Conversely, when the load on the water heater increases, the solenoid valve V ₁ opens at i = i ₃ , and at this moment the second burner B ₂ becomes Q = Q ₃ , the first burner B ₁ also becomes Q = Q ₃ , Burner B ₁
The total gas flow rate of B 1 and B ₂ becomes Q = Q ₂ , and as the proportional valve current i increases, each burner moves along the curve a', and the total gas flow rate of burners B ₁ and B ₂ moves along the curve a. increases, and when i=i ₁ , Q=Q ₁ .

As described above, according to the present invention, the discontinuous gas flow rate control that occurs when the solenoid valve _V1 is opened and closed, which occurs in the conventional example, can be completely eliminated and continuous control can be performed.

Figure 6 shows a practical embodiment of the present invention in which hysteresis is provided in the opening and closing of the solenoid valve V ₁ explained in connection with Figure 5, and the proportional valve current is reduced to prevent frequent opening and closing of the solenoid valve V ₁ . When i = i _3L , solenoid valve V ₁ is closed, and when the proportional valve current increases, when i = i _3H , solenoid valve V ₁ is closed.
It is intended to open up the world.

As described above, the gas combustion control device of the present invention provides the following effects.

(1) Since multiple burners downstream of the flow rate control type proportional control valve are switched by opening and closing a solenoid valve, continuous control of gas flow rate is possible even when switching the number of burners.

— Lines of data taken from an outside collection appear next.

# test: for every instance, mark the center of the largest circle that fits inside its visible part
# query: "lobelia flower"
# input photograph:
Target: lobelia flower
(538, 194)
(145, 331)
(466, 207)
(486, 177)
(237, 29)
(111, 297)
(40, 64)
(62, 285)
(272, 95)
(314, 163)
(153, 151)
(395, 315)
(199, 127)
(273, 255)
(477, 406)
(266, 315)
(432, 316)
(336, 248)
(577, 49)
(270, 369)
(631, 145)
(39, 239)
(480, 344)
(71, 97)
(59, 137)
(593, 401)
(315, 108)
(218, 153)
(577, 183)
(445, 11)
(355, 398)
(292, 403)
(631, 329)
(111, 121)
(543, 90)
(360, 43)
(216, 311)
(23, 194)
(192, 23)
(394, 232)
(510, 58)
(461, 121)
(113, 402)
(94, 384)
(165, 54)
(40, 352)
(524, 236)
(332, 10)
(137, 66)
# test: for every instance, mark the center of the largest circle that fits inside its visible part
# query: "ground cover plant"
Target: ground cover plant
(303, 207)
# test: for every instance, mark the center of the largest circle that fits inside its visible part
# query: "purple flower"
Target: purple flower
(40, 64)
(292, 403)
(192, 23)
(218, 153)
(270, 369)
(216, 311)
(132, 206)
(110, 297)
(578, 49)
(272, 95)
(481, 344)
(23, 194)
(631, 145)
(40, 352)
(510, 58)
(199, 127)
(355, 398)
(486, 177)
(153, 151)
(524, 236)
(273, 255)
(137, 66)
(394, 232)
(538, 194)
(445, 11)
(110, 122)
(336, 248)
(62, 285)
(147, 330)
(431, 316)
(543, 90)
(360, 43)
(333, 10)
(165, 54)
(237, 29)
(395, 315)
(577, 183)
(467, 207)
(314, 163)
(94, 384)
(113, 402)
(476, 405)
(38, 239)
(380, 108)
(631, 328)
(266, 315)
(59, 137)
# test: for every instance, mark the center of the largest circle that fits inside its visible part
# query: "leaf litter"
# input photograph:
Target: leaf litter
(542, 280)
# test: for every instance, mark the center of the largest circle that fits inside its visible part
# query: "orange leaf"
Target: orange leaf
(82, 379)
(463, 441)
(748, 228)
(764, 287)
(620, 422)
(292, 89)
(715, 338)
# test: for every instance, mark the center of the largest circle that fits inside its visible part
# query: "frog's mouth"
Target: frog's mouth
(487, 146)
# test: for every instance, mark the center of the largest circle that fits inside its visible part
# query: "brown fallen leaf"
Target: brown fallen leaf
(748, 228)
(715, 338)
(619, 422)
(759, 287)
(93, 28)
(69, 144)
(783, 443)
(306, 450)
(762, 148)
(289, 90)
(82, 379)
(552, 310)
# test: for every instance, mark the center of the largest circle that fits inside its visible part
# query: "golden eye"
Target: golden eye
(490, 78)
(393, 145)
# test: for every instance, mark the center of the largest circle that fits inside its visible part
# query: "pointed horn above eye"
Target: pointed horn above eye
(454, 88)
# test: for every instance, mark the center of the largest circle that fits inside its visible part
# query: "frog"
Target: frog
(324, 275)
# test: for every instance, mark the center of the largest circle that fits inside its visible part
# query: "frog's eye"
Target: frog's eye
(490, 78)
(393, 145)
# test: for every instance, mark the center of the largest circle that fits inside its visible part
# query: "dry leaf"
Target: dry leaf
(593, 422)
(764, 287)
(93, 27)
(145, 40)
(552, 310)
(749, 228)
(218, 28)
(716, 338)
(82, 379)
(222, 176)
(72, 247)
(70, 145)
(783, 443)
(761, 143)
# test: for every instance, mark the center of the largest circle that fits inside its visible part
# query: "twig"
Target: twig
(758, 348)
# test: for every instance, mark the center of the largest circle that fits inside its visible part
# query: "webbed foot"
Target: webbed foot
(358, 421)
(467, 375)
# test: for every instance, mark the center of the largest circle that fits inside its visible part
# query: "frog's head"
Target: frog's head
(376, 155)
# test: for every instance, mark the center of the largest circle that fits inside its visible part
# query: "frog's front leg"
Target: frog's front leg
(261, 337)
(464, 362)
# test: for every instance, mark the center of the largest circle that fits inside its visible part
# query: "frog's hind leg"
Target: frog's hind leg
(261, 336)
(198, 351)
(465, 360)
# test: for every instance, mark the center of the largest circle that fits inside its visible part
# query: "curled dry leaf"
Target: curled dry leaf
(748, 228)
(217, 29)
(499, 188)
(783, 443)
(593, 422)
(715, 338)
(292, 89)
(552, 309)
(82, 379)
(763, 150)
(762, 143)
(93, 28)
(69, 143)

(2) Since it is a flow rate control type proportional control valve, the gas flow rate is not affected even if there are variations in the burner nozzle diameter, so the gas flow rate can be controlled accurately.

[Brief explanation of the drawing]

Fig. 1 is a system diagram of a gas water heater common to the conventional example and the present invention, Fig. 2 is a configuration diagram showing the principle of a pressure control type proportional control valve used in the conventional system, and Fig. 3 is a system diagram of the conventional example. FIG. 4 is a configuration diagram showing the principle of the flow rate control type proportional control valve used in the system of the present invention, FIG. 5 is an explanatory diagram of the operation of one embodiment of the present invention, and FIG. FIG. 3 is an explanatory diagram of the operation of the embodiment. PV...Proportional control valve, B ₁ , B ₂ ...Burner, Pr...
... Branch pipe, V ₁ , V ₂ ... Solenoid valve, 4 ... Valve body, 6
~8... Electric drive unit, 9... Primary pressure chamber, 10...
... Secondary pressure chamber, 5 ... Diaphragm, 11 ... Back pressure chamber, 14 ... Low pressure section, 15 ... Communication section, 13 ...
Aperture part.

Claims (1)

[Scope of Claims] 1. A valve body that can vary the cross-sectional area of the flow path is provided in the gas flow path, an electric drive unit that generates a force acting on the valve body, and an electric drive unit provided on the upstream side of the valve body. A primary pressure chamber, a secondary pressure chamber on the downstream side of the valve body, and a back pressure chamber on the opposite side of the flow path of the diaphragm interlocked with the valve body,
a flow rate control type proportional control valve provided with a communication passage that communicates a low pressure part of a passage downstream of the secondary pressure chamber with the back pressure chamber; a plurality of burners downstream of the flow rate control type proportional control valve; A gas combustion control device comprising a solenoid valve that switches the number of burners. 2. Claim 1, wherein an orifice or nozzle is provided between the secondary pressure chamber and the low pressure section.
Gas combustion control device as described in section. 3. The gas combustion control device according to claim 1, wherein the low-pressure portion is a location where a sufficient pressure drop due to piping resistance can be obtained.